A Problem for Contextualism

One natural way to think about the Contextualist's story is as follows. We have evidence for believing various things. And some of the things we beleive are true. But if your evidence for P is very slight, that won't be enough for you to know that P, even if P happens to be true. So we have the question: how much evidence does it take for a true belief to count as knowledge?

Now the Contextualist will answer this question by saying, "That depends upon the context." In some contexts, having evidence that makes P 99% likely might be good enough for you to know that P. In other contexts, e.g., when we're thinking about lotteries and so on, 99% might not be good enough.

What the skeptic tends to do is to get us into contexts where the bar for knowledge is very high. The Contextualist acknowledges that in contexts of that sort we don't count as having knowledge. But he says that we shouldn't lose sight of the fact that in other, ordinary contexts, where the bar for knowledge is lower, our evidence might very well be good enough for us to count as knowing.

That story does have some plausibility to it.
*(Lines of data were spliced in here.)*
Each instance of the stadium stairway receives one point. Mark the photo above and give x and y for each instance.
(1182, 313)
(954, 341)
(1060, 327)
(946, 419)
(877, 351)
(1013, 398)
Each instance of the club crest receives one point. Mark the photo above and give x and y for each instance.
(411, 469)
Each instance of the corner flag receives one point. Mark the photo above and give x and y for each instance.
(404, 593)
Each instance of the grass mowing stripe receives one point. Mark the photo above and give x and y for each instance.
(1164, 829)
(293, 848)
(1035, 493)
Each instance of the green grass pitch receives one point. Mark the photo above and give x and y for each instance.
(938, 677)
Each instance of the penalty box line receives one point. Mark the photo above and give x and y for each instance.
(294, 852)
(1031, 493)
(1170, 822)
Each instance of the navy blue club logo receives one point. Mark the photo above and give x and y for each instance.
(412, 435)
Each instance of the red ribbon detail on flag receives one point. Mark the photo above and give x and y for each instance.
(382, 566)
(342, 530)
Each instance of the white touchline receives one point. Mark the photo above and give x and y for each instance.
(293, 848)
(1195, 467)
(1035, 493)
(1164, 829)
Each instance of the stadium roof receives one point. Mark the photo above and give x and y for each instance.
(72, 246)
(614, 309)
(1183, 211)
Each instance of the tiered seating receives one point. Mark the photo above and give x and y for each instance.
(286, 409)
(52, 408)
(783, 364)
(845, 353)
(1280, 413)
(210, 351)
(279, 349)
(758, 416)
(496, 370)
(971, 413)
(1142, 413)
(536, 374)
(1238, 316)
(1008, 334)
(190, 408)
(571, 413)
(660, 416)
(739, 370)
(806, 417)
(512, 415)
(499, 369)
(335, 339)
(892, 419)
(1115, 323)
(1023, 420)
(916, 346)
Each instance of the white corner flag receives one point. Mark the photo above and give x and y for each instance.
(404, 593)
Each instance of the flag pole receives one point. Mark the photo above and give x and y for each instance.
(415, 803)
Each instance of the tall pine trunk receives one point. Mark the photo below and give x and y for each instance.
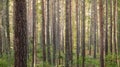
(101, 20)
(83, 33)
(34, 34)
(20, 33)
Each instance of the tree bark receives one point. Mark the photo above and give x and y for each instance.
(20, 33)
(101, 20)
(83, 33)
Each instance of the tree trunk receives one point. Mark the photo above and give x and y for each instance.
(106, 30)
(43, 32)
(101, 20)
(83, 33)
(67, 33)
(111, 26)
(20, 33)
(34, 34)
(78, 30)
(54, 32)
(1, 2)
(48, 34)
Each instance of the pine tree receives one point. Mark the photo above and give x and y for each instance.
(20, 33)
But the problem is that it requires you to have some evidence against the skeptic's possibilities. In ordinary contexts, that evidence should be good enough to know those possibilities don't obtain; though in skeptical contexts the bar is higher and there the evidence isn't good enough for knowledge.
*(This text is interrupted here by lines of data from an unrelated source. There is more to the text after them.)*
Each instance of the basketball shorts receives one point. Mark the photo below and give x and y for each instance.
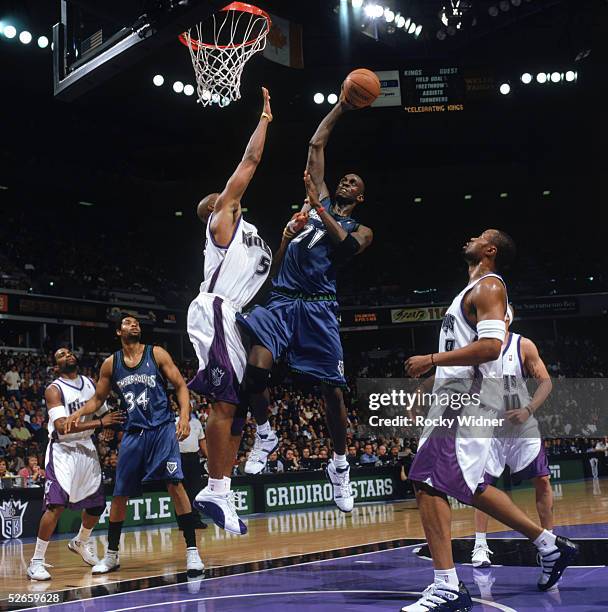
(217, 343)
(73, 475)
(305, 329)
(526, 458)
(147, 454)
(452, 458)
But do we any evidence against the skeptic's possibilities? What is our evidence that we're not in the Matrix, or not being deceived by evil demons? We would be having exactly the same experiences even if those possibilities were true. So it's not clear whether we even have any evidence at all that those possibilities don't obtain. (This is a point the Blumenfelds made, earlier.)

We need to think more about how the skeptic's arguments bear on issues about evidence and justification, not just knowledge. And we need to think about the relations between justification and knowledge. That is what we'll turn to next in the course.